Nos remakes produzidos em série, têm aqueles que merecem o devido destaque, já que foram bastante polêmicos. Como Hollywood produz filmes em massa, um para cada estação, o cineasta acaba ficando sem idéias e pegando uma que já existe. Desculpa bastante plausível, mas nada explica o fato desses remakes serem piores que o filme original.
Psicose (Hitchcock)
Um remake polêmico, criticado por muitos fãs, foi Psicose, refilmado quadro a quadro por Gus Van Sant em 1998, a partir do original de Alfred Hitchcock, de 1960. É preciso ter muita coragem para refilmar um dos melhores filmes do mestre do suspense.
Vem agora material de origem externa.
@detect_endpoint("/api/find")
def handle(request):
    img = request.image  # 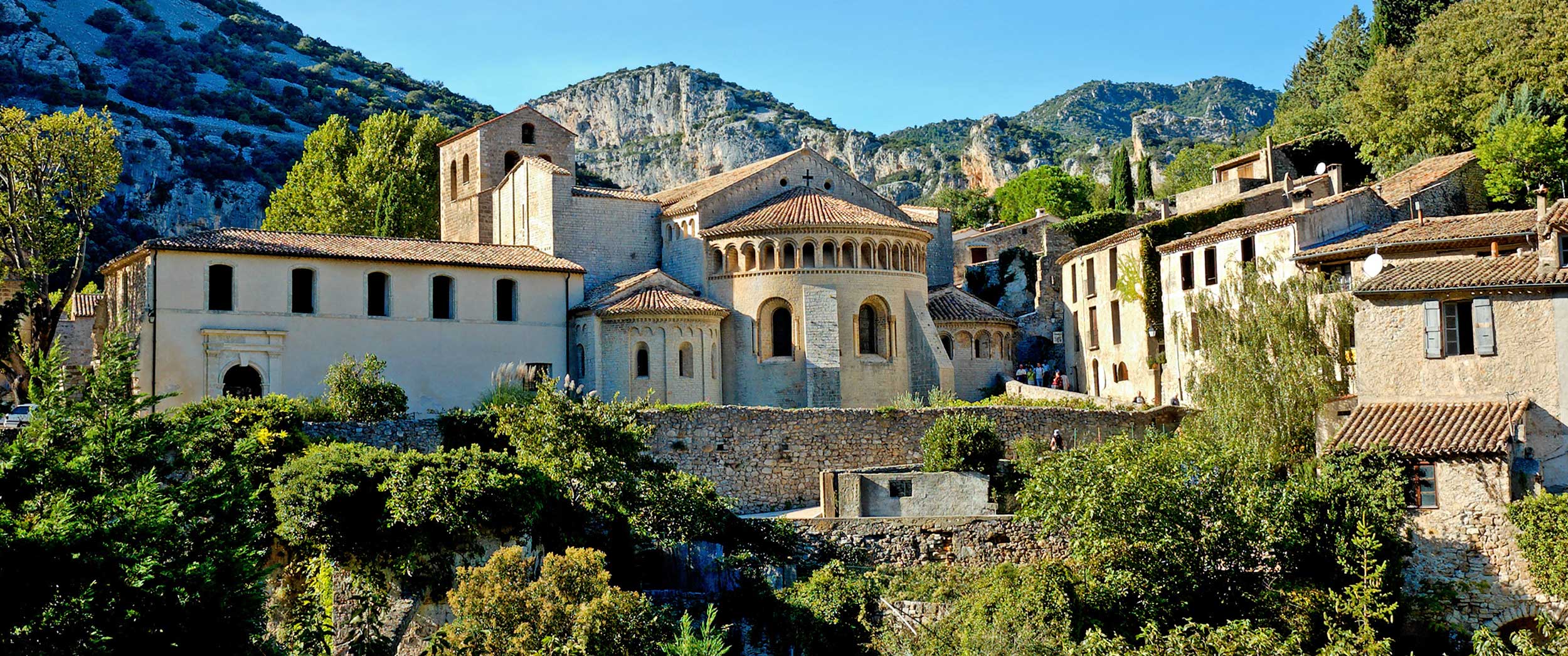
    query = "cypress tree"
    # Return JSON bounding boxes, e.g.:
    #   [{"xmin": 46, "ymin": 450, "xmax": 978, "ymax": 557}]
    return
[
  {"xmin": 1138, "ymin": 156, "xmax": 1154, "ymax": 198},
  {"xmin": 1110, "ymin": 147, "xmax": 1135, "ymax": 212}
]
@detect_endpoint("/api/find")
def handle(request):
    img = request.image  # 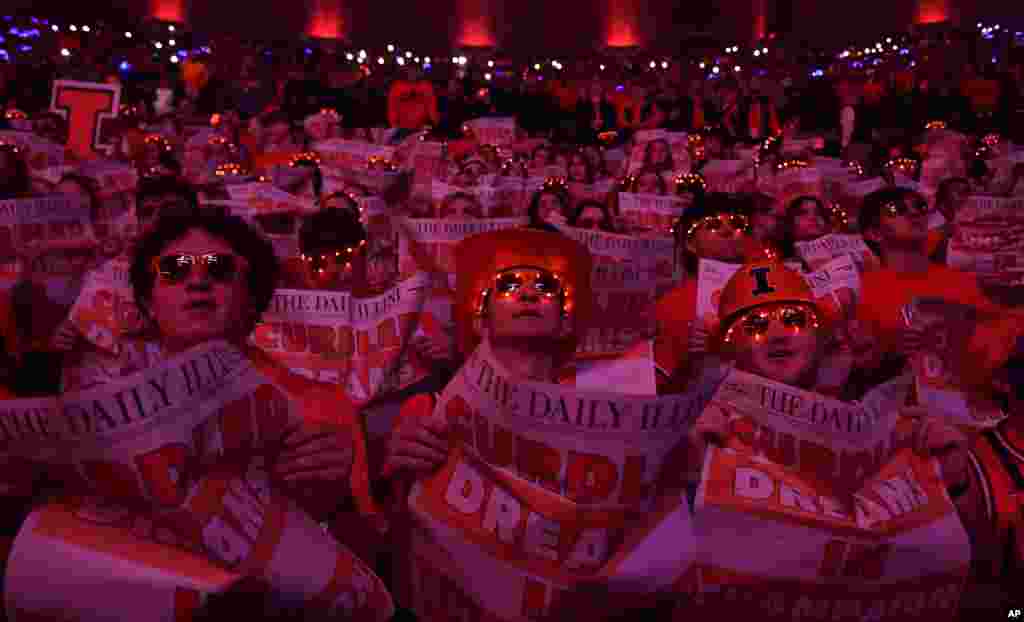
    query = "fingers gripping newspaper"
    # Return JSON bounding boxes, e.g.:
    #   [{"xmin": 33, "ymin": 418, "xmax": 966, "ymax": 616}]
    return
[
  {"xmin": 675, "ymin": 371, "xmax": 970, "ymax": 622},
  {"xmin": 410, "ymin": 341, "xmax": 714, "ymax": 621},
  {"xmin": 0, "ymin": 342, "xmax": 392, "ymax": 620}
]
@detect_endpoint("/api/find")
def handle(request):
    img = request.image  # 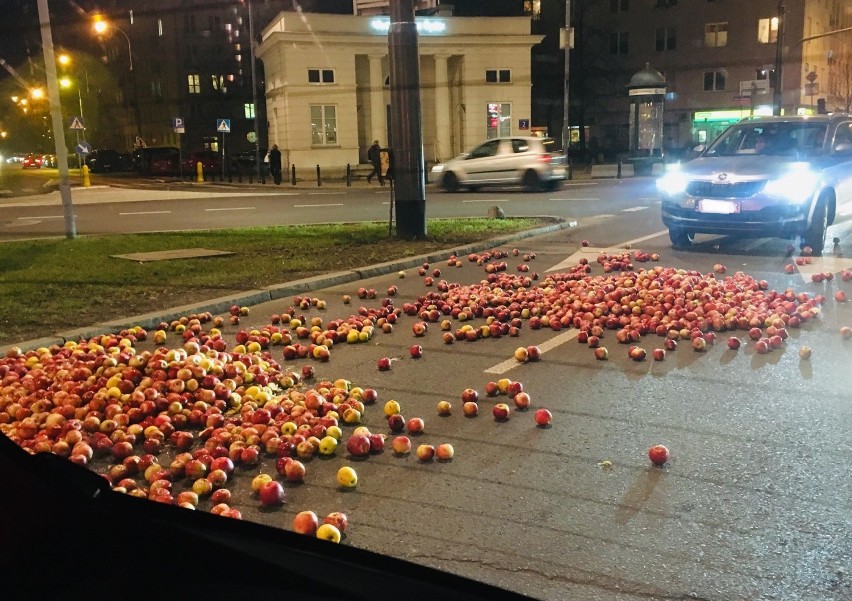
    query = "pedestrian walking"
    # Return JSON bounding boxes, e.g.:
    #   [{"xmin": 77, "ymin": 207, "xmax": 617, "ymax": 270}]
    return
[
  {"xmin": 367, "ymin": 140, "xmax": 385, "ymax": 186},
  {"xmin": 269, "ymin": 144, "xmax": 281, "ymax": 185}
]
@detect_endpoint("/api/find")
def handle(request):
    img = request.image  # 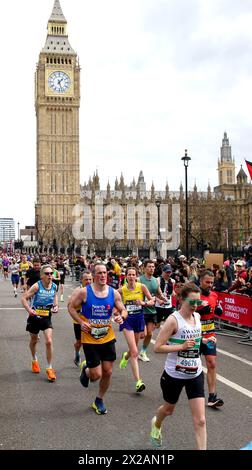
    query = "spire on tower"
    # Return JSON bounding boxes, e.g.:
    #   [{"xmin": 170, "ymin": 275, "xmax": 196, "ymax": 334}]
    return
[
  {"xmin": 42, "ymin": 0, "xmax": 76, "ymax": 55},
  {"xmin": 49, "ymin": 0, "xmax": 67, "ymax": 23}
]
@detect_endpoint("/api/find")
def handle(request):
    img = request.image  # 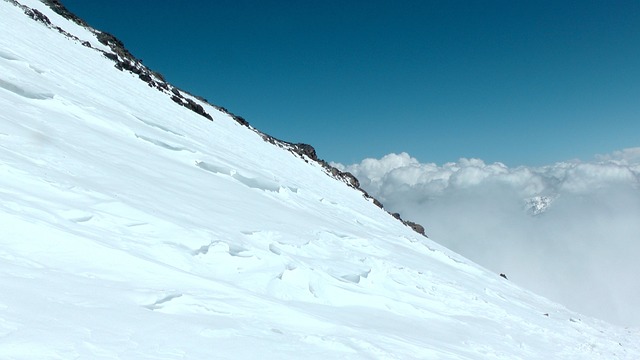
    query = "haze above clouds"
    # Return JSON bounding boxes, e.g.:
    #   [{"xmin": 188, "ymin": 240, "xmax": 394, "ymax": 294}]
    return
[{"xmin": 336, "ymin": 148, "xmax": 640, "ymax": 326}]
Uma vantagem perceptível da nova versão sobre o original é o som, mas é claro que na década de 60 o cinema não dispunha de recursos tecnológicos, como temos hoje. Nem assim, Gus Van Sant conseguiu recriar o clima de tensão que estamos acostumados a ver nos filmes de Hitchcock, como em Janela Indiscreta (Alfred Hitchcock, 1954). Este, por sinal, ainda não ganhou um remake. Mas quem assistiu Paranóia (D.J Caruso, 2007) conseguiu perceber a semelhança gritante entre os dois filmes. Pode ter sido apenas uma inspiração, mas para os proprietários dos direitos do conto não foi nada disso. Essa similaridade rendeu a todos os envolvidos, incluindo a DreamWorks e a Universal, um processo judicial.
Psicose (Gus Van Sant)
Em “Janela Indiscreta” um fotógrafo, interpretado por James Stewart, não pode sair de casa devido à sua perna quebrada. Sem nada para fazer, começa a observar os vizinhos, até desconfiar que um deles assassinou a própria esposa. Em “Paranóia”, o personagem de Shia Labeouf está em prisão domiciliar, e, para passar o tempo, observa a vida dos vizinhos através de sua câmera e também desconfia que o vizinho matou a mulher. Não dá pra negar que em “Paranóia” tem cenas de arrepiar. Plágio ou não, esse processo deve render, e os envolvidos se negam falar sobre o assunto.